Common Voice
Common Voice is a crowdsourced and open initiative to create a multilingual speech dataset. Users can record themselves speaking an utterance and also review the utterances others have spoken via an upvote/downvote system to ensure that recordings correspond to the given prompts and are of sufficient audio quality. For more information about the project, check the official website.
Multiple versions of the dataset are available, released by Mozilla every few months. The test subset has been evaluated and the version used in this benchmark is 17.0, which contains around 15 hours of speech for the test set.
Here is a matrix with WER results and the time each model/configuration spent transcribing the test subset:
Model | WER | Time |
---|---|---|
Kaldi_NL | 20.7% | 8h:15m:54s* |
faster-whisper v2 | 5.6% | 1h:58m:37s |
faster-whisper v3 | 4.3% | 1h:55m:20s |
faster-whisper v2 w/ VAD | 5.6% | 1h:58m:50s |
faster-whisper v3 w/ VAD | 4.4% | 2h:01m:33s |
XLS-R FT on Dutch | 6.5% | 1h:04m:00s |
MMS - 102 languages | 13.4% | 0h:37m:50s |
MMS - 1162 languages | 9.5% | 0:53m:56s |
* Most of the time was spent by the configuration running the speaker diarization module.

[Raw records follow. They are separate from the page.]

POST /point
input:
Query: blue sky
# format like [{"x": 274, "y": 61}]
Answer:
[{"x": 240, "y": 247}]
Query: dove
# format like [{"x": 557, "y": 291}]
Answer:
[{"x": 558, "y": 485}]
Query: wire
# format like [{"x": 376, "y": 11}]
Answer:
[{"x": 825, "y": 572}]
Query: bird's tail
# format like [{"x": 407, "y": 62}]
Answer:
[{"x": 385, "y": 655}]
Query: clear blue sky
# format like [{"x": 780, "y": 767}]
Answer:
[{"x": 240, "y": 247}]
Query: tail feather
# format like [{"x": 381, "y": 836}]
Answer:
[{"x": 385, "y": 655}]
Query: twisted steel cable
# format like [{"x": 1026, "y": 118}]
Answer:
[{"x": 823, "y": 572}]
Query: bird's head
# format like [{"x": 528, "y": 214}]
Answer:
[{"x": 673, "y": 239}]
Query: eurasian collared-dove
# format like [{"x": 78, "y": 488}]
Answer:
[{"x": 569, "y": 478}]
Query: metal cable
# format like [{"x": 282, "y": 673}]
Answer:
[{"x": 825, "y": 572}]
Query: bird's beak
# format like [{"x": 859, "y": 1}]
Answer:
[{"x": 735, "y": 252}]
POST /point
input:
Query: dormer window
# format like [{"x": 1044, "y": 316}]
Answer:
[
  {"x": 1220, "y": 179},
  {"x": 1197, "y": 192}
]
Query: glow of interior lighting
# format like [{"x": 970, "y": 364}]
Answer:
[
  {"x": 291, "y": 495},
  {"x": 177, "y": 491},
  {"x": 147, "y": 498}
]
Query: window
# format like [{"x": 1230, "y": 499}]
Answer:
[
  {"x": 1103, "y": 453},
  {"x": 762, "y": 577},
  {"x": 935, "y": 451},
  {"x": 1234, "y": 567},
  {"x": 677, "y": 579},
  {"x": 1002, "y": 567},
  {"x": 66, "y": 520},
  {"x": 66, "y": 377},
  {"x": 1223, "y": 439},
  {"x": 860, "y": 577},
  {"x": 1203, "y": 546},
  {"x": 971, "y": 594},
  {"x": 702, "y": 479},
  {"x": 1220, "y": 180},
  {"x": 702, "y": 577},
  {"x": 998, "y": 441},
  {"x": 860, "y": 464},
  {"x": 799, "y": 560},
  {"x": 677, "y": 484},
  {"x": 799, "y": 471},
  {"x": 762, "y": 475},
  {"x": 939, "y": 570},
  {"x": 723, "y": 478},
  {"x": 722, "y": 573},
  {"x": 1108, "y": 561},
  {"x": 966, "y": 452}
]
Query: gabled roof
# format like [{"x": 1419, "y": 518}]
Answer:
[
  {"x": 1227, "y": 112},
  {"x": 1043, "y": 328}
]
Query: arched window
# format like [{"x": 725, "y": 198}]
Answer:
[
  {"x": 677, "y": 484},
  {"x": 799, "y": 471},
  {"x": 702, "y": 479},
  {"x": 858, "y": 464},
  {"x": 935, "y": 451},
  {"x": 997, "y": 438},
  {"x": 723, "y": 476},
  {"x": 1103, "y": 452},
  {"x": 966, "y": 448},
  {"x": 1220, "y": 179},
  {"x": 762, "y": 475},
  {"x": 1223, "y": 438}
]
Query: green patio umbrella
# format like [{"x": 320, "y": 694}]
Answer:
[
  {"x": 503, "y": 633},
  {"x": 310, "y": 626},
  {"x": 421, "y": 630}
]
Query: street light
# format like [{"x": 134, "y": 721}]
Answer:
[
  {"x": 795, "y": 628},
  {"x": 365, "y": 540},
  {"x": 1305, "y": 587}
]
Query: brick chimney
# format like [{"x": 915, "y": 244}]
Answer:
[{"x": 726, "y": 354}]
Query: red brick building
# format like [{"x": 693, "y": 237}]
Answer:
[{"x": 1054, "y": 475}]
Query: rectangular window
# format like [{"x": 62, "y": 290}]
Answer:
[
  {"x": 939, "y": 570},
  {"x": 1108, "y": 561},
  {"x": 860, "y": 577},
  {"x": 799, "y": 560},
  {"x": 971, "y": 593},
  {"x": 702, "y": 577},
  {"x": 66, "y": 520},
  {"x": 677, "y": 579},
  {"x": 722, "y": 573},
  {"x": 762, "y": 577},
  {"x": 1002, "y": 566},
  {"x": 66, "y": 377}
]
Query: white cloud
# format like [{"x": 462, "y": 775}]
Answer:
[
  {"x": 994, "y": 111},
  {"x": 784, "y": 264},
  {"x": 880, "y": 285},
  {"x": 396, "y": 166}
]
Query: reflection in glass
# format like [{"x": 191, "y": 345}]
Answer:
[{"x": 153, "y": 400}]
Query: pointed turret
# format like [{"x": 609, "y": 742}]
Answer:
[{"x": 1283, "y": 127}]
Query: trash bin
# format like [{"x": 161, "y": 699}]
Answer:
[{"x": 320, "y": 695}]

There is a clear discrepancy between the WER scores of the newer ASR models and the baseline which is explained by the fact that data from Common Voice has been used to train the newer models, whereas that is not the case for our baseline.
Normalization
Text normalization techniques have been applied to both the reference and hypothesis files when calculating the WER, such as normalization of numbers and characters or variations of different words that are acceptable spellings in the context of evaluation. For more details, check the ASR-NL-benchmark repository, where details about the hypothesis/reference files format can also be found.